Liam Coleman

Personal information
- Full name: Liam Phillip Coleman
- Date of birth: 11 January 1986 (age 39)
- Place of birth: Colchester, England
- Position(s): Midfielder

Senior career*
- Years: Team / Apps / (Gls)
- 2004–2005: Colchester United /  / (0)
- 2005–2006: Torquay United / 18 / (1)
- 2006: → Forest Green Rovers (loan) / 3 / (0)
- 2006–2008: Ebbsfleet United / 68 / (1)
- 2007: → Heybridge Swifts (loan) / 5 / (1)
- 2008: Wivenhoe Town / 35 / (7)
- 2008–2009: Northwich Victoria
- 2009–2010: Heybridge Swifts
- 2010: Aveley
- 2010–2011: FC Clacton / 27 / (5)
- 2011: Margate /  / (0)

= Liam Coleman =

English footballer (born 1986)

Liam Phillip Coleman (born 11 January 1986) is an English former professional footballer.

==Career==
Coleman began his career with Colchester United, turning professional in August 2004. He failed to break into the Colchester first team and chose to leave at the end of the 2004–05 season. In July 2005 he joined Torquay United, initially on trial, and made his league debut as a second-half substitute for Darren Garner in a 3–0 defeat away to Mansfield Town on 13 August 2005. He was a regular squad member for the first three months of the season, but lost his place after coming off injured in the first half of the game at home to Northampton Town on 6 December 2005, which turned out to be his final appearance for Torquay.

Coleman joined Forest Green Rovers on loan in January 2006, but left the club at the end of the season. In August 2006 he joined Gravesend & Northfleet, now known as Ebbsfleet United, on a two-year contract. He was released at the end of the 2007–08 season having two successful seasons, one in which Coleman was involved in the FA trophy win at Wembley stadium.

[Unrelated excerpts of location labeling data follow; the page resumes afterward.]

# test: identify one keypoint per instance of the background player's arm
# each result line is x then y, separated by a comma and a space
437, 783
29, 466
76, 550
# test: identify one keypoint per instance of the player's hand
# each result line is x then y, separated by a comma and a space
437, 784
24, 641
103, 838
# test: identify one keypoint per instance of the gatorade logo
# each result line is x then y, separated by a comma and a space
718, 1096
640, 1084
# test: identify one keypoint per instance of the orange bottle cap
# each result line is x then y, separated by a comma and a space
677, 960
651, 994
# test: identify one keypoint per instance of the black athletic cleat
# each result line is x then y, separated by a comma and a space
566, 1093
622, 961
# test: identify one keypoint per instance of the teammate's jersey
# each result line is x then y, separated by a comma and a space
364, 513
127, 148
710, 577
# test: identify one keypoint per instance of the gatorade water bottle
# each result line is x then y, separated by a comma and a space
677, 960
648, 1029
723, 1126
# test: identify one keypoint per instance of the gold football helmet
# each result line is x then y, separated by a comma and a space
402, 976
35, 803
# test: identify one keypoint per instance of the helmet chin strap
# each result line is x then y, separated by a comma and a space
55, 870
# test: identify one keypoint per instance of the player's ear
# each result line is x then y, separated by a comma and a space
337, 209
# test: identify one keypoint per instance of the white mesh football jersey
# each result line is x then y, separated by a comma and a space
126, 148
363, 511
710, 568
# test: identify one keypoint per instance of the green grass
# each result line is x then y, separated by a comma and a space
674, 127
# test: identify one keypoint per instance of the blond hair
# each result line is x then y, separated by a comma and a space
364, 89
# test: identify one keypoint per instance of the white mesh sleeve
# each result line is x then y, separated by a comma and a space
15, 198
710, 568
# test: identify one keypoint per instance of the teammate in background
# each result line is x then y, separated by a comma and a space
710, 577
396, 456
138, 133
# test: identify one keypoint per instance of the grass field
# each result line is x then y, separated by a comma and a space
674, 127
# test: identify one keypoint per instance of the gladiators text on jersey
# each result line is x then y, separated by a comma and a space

He played for Braintree Town at the start of the 2008–09 season in the Steve Good Testimonial at home to Charlton Athletic.

In December 2008 he signed a short term professional contract for Northwich Victoria. Coleman spent the 2009–10 season at Heybridge Swifts, before joining Aveley prior to the 2010–11 season. His stay was short-lived however, as he joined Clacton on 17 September 2010.

Coleman signed a one-year deal with Margate on 27 July 2011.

In 2012, Coleman took up a director of coaching role in NJ, USA

==Personal life==
His father, Phil, was a professional player for Millwall, Colchester, Wrexham, and Aldershot. Phil also played for Wivenhoe Town.